Table 1: Correlations between external criteria and SOGS scores in a general population

These results suggest that the SOGS can be used effectively in a general population, but should be used with caution. Assessment tools, generally, operate poorly in populations with low base rates of the phenomena of interest. Also, Stinchfield (2002) has demonstrated that the reliability of the SOGS is not very high and, in this study with a small number of pathological gamblers, it yielded a high false-positive rate in the general population. Although convergent validity was high between the SOGS and DSM-IV, convergent validity using DSM-IV criteria confirmation is not necessarily the best method of estimating validity (Stinchfield, 2002). Validity represents the extent to which a measure accurately reflects the true state of nature (Blacker & Endicott, 2000) and the purpose for which the measure is being applied (Shaffer, Hall, & Vander Bilt, 1997). However, because DSM-IV infers the presence of gambling from its consequences, the extent to which DSM-IV represents a true state of nature is uncertain. In addition, for the general population alone, Stinchfield’s three-stage confirmation procedure precluded examining some cases that might have met DSM-IV criteria when the SOGS diagnosis was negative; if individuals’ SOGS scores were zero, they did not complete the DSM-IV questionnaire. Although the author notes that it is unlikely to have positive DSM-IV classification and negative SOGS classification, specifically testing this would have resulted in a more precise estimate of the “true” positive rate.

Though researchers often make claims about the psychometric properties of the SOGS for the purposes of their specific research and for the populations they are assessing, many investigators do not know the value of these properties. The validity of empirical results is limited by the quality of a test’s psychometric properties. Stinchfield notes that the SOGS should be used as a first step in assessment. While there are many screening instruments available and many more in the early stages of development, the SOGS remains a popular choice for estimating prevalence. If this remains the case, positive SOGS results can be followed with diagnostic assessment (e.g., Abbott, 2001). Researchers who choose this method as a means of identifying prevalence rates might have a difficult time adjusting for high false positives. For clinicians, however, this is business as usual.

Notes

1 DSM-IV items were administered via a 19-item questionnaire developed, in collaboration with Dr. Ken Winters, for this study. The psychometric properties of this test were satisfactory. The questions are reported to be “paraphrased DSM-IV criteria written in the form of a question,” and can be found in Appendix A of (Stinchfield, 2002).

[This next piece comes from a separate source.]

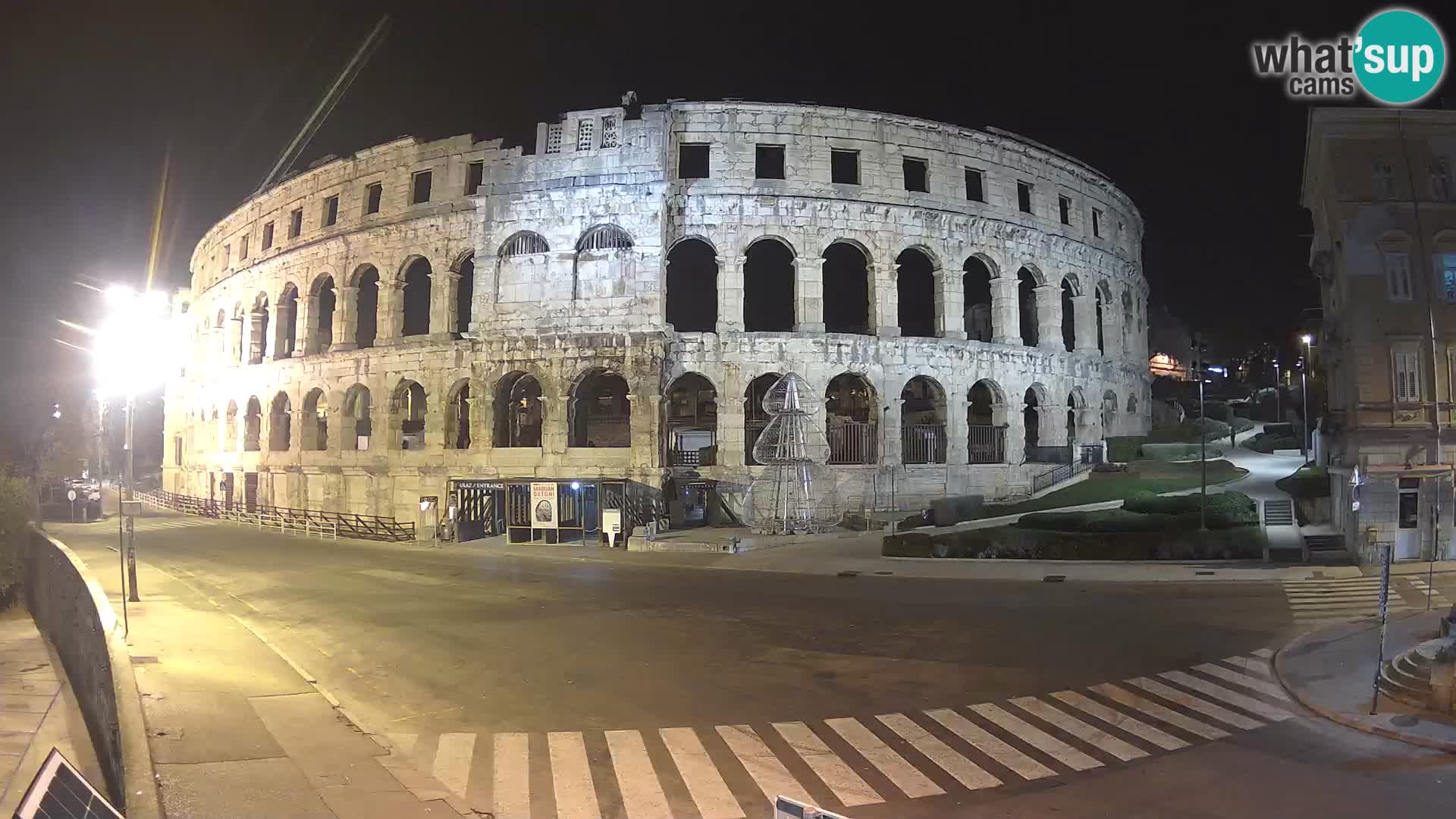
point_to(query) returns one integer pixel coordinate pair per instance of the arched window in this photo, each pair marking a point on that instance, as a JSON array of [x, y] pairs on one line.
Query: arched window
[[692, 287], [315, 423], [976, 287], [366, 328], [846, 289], [755, 417], [767, 287], [457, 417], [601, 411], [692, 422], [287, 322], [253, 425], [922, 422], [1027, 300], [915, 286], [280, 425], [408, 409], [852, 420], [417, 297], [517, 411]]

2 Construct validity was determined by testing whether or not the SOGS effectively distinguished the general population sample from a clinical sample. Construct validity was reported to be high.

References

Abbott, M. W. (2001). What do we know about gambling and problem gambling in New Zealand? Report Number Seven of the New Zealand Gaming Survey. Wellington: New Zealand Department of Internal Affairs.

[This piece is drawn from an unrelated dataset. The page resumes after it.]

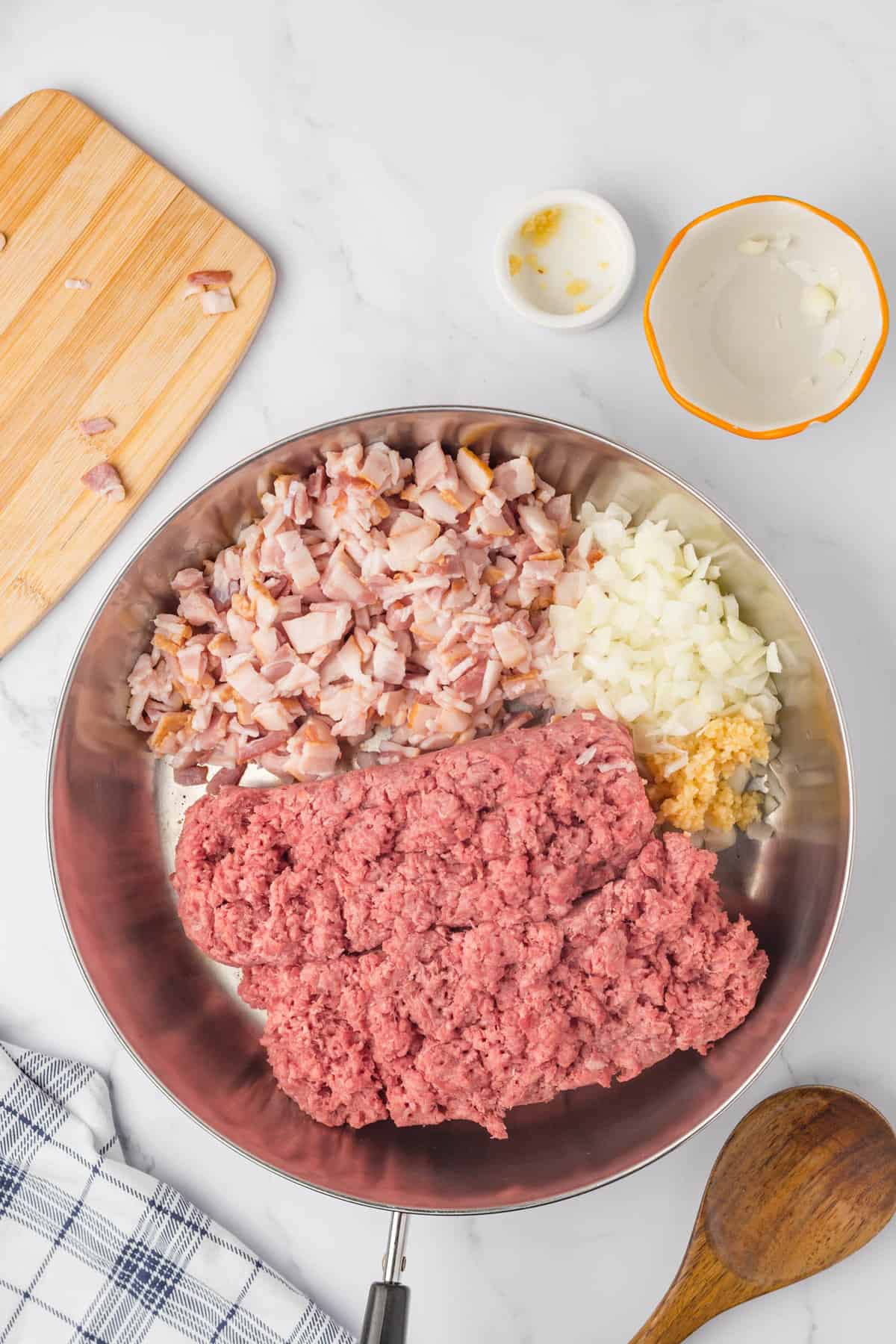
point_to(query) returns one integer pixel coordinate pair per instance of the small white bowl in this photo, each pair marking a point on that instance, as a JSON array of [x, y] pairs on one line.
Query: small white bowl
[[766, 316], [583, 261]]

Blacker, D., & Endicott, J. (2000). Psychometric properties: concepts of reliability and validity. In American Psychiatric Association. Task Force for the Handbook of Psychiatric Measures (Ed.), Handbook of psychiatric measures (pp. 7-14). Washington, DC: American Psychiatric Association.

Lesieur, H. R., & Blume, S. B. (1987). The South Oaks Gambling Screen (SOGS): A new instrument for the identification of pathological gamblers. American Journal of Psychiatry, 144, 1184-1188.

Shaffer, H. J., Hall, M. N., & Vander Bilt, J. (1997). Estimating the prevalence of disordered gambling behavior in the United States and Canada: a meta-analysis. Boston: Presidents and Fellows of Harvard College.

Stinchfield, R. (2002). Reliability, validity, and classification accuracy of the South Oaks Gambling Screen (SOGS). Addictive Behaviors, 27, 1-19.